Likewise, it enables students with a strong research drive to learn the technical and methodological aspects that are most relevant to their future application in service of the interests of the various subsectors of the industry. Thus, the program seeks to create and strengthen a confluence between the university's lines of research and those found in R&D&I departments in the chemicals industry. This undoubtedly contributes to interesting synergies, as well as to the transfer of research results to industrial applications.
In this regard, contracts and research projects have been established with various institutions, companies and industries, which over the long run have led to closer ties between students and business contexts and their future professional activities.

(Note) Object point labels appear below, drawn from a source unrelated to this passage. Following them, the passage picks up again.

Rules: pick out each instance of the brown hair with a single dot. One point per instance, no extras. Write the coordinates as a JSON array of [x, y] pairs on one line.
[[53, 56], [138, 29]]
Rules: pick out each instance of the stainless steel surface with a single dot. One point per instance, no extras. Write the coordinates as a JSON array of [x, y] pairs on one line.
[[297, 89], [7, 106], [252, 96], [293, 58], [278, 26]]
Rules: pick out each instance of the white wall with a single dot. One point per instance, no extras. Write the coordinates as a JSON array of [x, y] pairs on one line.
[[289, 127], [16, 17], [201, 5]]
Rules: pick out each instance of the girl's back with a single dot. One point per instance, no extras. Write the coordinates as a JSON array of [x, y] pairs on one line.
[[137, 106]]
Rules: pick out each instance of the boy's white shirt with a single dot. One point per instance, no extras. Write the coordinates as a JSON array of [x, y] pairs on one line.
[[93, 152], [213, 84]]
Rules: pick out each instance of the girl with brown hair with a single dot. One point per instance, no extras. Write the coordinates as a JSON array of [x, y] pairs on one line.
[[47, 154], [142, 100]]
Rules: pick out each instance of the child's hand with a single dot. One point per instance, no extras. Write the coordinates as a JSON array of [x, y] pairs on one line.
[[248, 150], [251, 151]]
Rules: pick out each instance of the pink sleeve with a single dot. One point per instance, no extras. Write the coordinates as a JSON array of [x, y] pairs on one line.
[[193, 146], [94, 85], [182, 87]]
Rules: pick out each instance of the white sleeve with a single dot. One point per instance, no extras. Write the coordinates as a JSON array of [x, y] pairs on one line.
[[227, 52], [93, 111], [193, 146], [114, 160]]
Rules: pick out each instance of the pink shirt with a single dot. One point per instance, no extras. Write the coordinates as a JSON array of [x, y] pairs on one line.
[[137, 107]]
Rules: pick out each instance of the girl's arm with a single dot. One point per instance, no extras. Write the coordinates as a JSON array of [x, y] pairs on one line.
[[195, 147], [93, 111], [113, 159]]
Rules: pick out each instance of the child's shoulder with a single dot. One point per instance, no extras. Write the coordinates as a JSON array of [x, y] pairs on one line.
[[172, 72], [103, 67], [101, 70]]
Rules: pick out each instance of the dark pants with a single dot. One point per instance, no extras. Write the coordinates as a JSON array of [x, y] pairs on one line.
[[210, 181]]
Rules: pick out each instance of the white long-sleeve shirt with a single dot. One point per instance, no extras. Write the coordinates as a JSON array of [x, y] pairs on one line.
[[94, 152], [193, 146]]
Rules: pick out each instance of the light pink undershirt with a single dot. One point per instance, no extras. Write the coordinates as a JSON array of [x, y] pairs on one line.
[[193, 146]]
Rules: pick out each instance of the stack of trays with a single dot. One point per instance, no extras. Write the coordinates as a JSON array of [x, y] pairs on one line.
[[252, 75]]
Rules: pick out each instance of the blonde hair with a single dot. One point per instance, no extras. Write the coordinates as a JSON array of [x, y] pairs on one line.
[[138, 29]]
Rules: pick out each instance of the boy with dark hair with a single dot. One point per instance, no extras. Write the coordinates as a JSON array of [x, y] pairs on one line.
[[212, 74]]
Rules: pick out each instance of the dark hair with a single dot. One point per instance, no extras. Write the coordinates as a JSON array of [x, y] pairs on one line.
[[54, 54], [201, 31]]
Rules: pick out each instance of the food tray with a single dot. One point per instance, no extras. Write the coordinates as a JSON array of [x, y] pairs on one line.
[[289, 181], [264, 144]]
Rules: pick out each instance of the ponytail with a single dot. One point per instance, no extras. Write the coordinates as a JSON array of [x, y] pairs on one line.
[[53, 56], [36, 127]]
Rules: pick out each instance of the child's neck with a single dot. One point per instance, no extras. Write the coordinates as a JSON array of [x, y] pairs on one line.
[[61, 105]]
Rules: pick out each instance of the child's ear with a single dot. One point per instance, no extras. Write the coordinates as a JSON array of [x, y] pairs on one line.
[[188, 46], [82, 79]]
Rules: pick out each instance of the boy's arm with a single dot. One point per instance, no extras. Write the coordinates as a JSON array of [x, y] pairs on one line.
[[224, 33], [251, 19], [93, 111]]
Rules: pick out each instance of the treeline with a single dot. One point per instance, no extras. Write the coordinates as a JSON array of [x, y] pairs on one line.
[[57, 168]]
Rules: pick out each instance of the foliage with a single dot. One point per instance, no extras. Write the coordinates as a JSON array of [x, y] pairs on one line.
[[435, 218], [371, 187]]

The new proposed doctoral program takes the previous teaching and research experience of the old doctoral program as a starting point and adds in the existing link to the industrial context established through the Master's Degree in Chemistry Applied to Research and Industry; the program thus offers added value that will be of great interest for society and reflect the real demand for R&D&I in the professional sector.
In this regard, research tasks are also guaranteed, since the various research teams affiliated with the doctoral program develop a variety of research projects that receive funding from FUNA (the University of Navarra Foundation). This reflects the University of Navarra R&D Committee's prioritized interest in research, framed within the University of Navarra Research Plan.